Per alcuni, è il successo di Trump, che avrebbe deciso di mettere fine ai crimini israeliani dopo
averli sostenuti per anni con l’invio di armi al governo di Netanyahu. Secondo altri, dietro c’è un
piano economico e politico per la ricostruzione dell’area con mire speculative.
Il governo italiano, accusato di “complicità” per aver evitato di definire come coloniali le politiche
israeliane, per avere appoggiato la “sicurezza di Israele” come valore assoluto, senza pretendere il
rispetto concreto del Diritto umanitario internazionale non si è opposto al Progetto che esclude i
Palestinesi.
“La Palestina sarà riconosciuta più facilmente se il piano verrà implementato”, ha dichiarato la
premier italiana al vertice per la pace di Sharm el-Sheikh.

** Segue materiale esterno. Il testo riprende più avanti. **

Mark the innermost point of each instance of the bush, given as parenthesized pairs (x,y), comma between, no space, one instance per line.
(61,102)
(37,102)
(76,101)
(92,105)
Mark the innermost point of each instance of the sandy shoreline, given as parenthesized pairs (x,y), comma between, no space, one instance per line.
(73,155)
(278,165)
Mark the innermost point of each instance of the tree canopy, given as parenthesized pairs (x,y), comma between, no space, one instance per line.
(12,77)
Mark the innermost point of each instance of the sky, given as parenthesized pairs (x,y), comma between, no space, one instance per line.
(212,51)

Ha dettato condizioni affinché quel
riconoscimento sia possibile.
Con questa posizione l’Italia prende le distanze da altri Paesi dell’Unione che hanno
unilateralmente riconosciuto lo stato della Palestina ritenendo che sia uno strumento di grande
portata simbolica ma soprattutto valorizza il diritto all’autodeterminazione palestinese, condizione
basilare per un reale processo di pace.
Escludere i Palestinesi dalla determinazione del loro stesso futuro rende in partenza precaria e
inefficace qualsiasi costruzione di Pace.